Growing Mondays: Explore the seasons in your space

We are happiest when we are growing

Hi! I'm Jo, writing from Heart & Soil homestead, a 1-acre homestead in the Far South of Cape Town, South Africa. Every week I share inspiration and education for your growing journey. Thanks so much for reading!

Welcome to Growing Mondays, where I share ideas to help you grow edible and medicinal plants.

And happiness… what is it? I say it is neither virtue nor pleasure not this thing or that, but simply growth.
We are happy when we are growing.

John Butler Yeats

Trying to find the beans in the jungle

Explore the seasons: see what brings you the most momentum and joy

In temperate climates, there is often a clear growing calendar, and there’s even a language of rest and work (work hard! play hard!) that is shaped by the seasonal experiences of winter-spring-summer-autumn/fall.

In the absence of a good alternative language of the cycles we experience here in Cape Town, or in other parts of South Africa, we often echo the language of temperate cycles, or just invert them. Even though in many parts of South Africa we can grow year-round, we embrace the concept of intensive work and seasonal rest.

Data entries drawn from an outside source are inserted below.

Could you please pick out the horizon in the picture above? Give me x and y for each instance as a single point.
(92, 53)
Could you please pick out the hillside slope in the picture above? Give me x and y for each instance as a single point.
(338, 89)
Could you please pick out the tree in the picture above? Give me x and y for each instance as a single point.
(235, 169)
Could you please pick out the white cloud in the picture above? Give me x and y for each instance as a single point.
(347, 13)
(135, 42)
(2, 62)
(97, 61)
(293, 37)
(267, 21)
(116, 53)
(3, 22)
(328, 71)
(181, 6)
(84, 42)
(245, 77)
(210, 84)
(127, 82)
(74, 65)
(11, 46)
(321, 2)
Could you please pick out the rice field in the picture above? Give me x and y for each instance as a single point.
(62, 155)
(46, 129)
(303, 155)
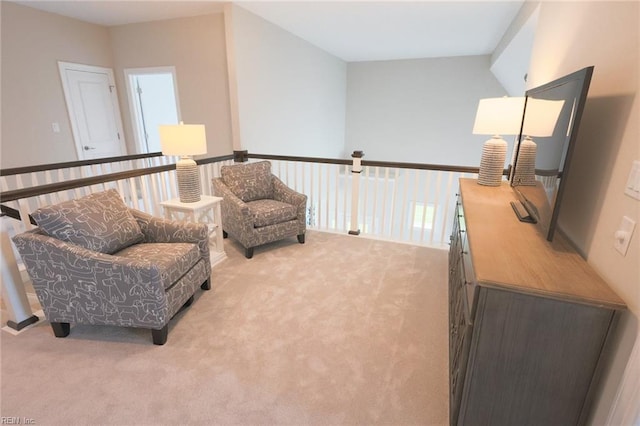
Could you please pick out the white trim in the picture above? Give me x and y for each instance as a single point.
(128, 73)
(63, 67)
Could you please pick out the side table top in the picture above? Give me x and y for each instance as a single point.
(206, 201)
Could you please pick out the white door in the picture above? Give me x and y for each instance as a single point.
(93, 109)
(153, 100)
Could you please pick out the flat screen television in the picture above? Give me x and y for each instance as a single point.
(539, 187)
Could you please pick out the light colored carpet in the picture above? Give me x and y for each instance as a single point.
(339, 331)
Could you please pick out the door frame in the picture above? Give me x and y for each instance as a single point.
(63, 67)
(138, 132)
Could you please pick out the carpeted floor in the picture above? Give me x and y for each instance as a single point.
(339, 331)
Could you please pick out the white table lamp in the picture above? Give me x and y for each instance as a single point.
(496, 116)
(541, 116)
(185, 140)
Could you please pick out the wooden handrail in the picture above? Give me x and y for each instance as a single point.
(93, 180)
(390, 164)
(17, 194)
(79, 163)
(301, 159)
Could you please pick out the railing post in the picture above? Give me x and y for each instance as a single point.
(240, 156)
(355, 191)
(13, 293)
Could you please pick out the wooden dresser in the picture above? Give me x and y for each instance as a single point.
(529, 320)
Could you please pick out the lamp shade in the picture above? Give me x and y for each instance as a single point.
(183, 139)
(541, 117)
(499, 116)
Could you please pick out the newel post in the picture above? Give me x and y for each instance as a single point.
(13, 292)
(240, 156)
(355, 191)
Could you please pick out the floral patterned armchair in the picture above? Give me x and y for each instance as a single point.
(95, 261)
(257, 207)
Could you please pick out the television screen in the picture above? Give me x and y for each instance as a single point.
(545, 144)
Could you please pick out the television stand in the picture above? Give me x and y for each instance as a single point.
(523, 213)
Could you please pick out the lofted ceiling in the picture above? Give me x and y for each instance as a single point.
(357, 30)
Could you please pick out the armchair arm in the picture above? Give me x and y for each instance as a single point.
(159, 230)
(74, 284)
(236, 217)
(282, 192)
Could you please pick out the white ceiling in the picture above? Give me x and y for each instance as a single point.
(357, 30)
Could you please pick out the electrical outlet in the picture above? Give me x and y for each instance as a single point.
(633, 182)
(623, 235)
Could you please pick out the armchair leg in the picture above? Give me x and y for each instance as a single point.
(160, 336)
(206, 285)
(248, 253)
(61, 329)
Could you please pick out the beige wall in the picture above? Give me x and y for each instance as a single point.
(570, 36)
(196, 47)
(32, 98)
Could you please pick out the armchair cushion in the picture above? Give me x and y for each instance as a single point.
(99, 222)
(172, 259)
(270, 212)
(249, 181)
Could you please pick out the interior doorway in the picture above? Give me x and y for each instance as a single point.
(92, 104)
(153, 100)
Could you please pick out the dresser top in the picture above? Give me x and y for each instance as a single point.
(514, 255)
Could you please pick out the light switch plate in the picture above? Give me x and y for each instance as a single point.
(633, 183)
(623, 235)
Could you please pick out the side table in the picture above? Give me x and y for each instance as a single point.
(207, 211)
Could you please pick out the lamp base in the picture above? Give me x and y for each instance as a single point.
(494, 153)
(188, 180)
(525, 172)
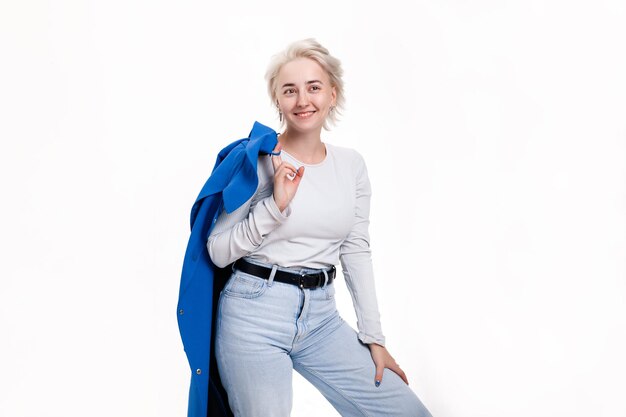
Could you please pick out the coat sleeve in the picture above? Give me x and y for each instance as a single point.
(356, 261)
(239, 233)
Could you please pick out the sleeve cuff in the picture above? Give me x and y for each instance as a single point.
(367, 339)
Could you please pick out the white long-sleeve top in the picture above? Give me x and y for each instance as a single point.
(325, 223)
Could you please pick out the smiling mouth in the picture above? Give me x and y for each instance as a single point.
(304, 114)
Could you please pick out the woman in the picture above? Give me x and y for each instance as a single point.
(277, 313)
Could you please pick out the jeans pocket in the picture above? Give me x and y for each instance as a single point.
(242, 285)
(330, 291)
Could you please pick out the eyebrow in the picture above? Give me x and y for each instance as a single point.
(308, 82)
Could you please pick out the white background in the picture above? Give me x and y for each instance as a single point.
(495, 137)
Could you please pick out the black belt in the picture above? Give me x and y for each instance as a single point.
(310, 280)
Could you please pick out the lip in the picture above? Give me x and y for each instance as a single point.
(304, 114)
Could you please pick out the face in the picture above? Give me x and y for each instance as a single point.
(304, 94)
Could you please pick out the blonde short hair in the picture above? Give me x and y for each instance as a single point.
(309, 48)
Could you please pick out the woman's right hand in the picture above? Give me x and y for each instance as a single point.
(286, 180)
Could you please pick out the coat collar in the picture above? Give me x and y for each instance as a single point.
(235, 172)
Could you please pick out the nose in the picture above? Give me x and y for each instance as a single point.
(303, 99)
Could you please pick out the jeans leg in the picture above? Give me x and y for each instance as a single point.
(252, 346)
(342, 369)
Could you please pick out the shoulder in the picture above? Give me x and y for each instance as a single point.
(348, 157)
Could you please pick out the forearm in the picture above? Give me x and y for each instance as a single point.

Yet we have the extraordinary possibilities of sun and warmth (though sometimes we lack water).

The terrifying mess… to be tackled later…

Intensive work followed by long rest periods is not a universal truth!

Malcolm Gladwell wrote about the impact that rice-growing had on culture in rice staple parts of the world. While there were harvest festivals everywhere in the world, in rice growing cultures there was less of a sense of intensive, rapid work followed by lengthy rest periods.

Instead, work was spread because rice was often grown twice a year, and was labour intensive throughout the growing season. This shaped how people felt about steady work throughout the year.

Taking over our environment…

In many parts of South Africa, there need not be a “hungry gap.” Even in our hottest and coldest months, we can still eat a lot of food from our gardens.

Slowly figuring out our growing preferences, and mapping those preferences to the flows of water, energy, pest/disease load, and warmth in our space can yield unexpected insights about how we grow and eat. Steady, continuous planting can mean less waste and fewer gaps.

Accidentally grew so.many.dipper.gourds. If only I knew how to use them after carving. Maybe having so many is the push I need to learn and use them this year...

If we have steady work, steady harvest, and steady growth, we can allow our body new ways to settle and be nourished. Our bodies can be rooted in our environment, which means we become part of our ecology.

Falling in love with carrot seeds all over again.

Collecting and drying fennel seed for the first time.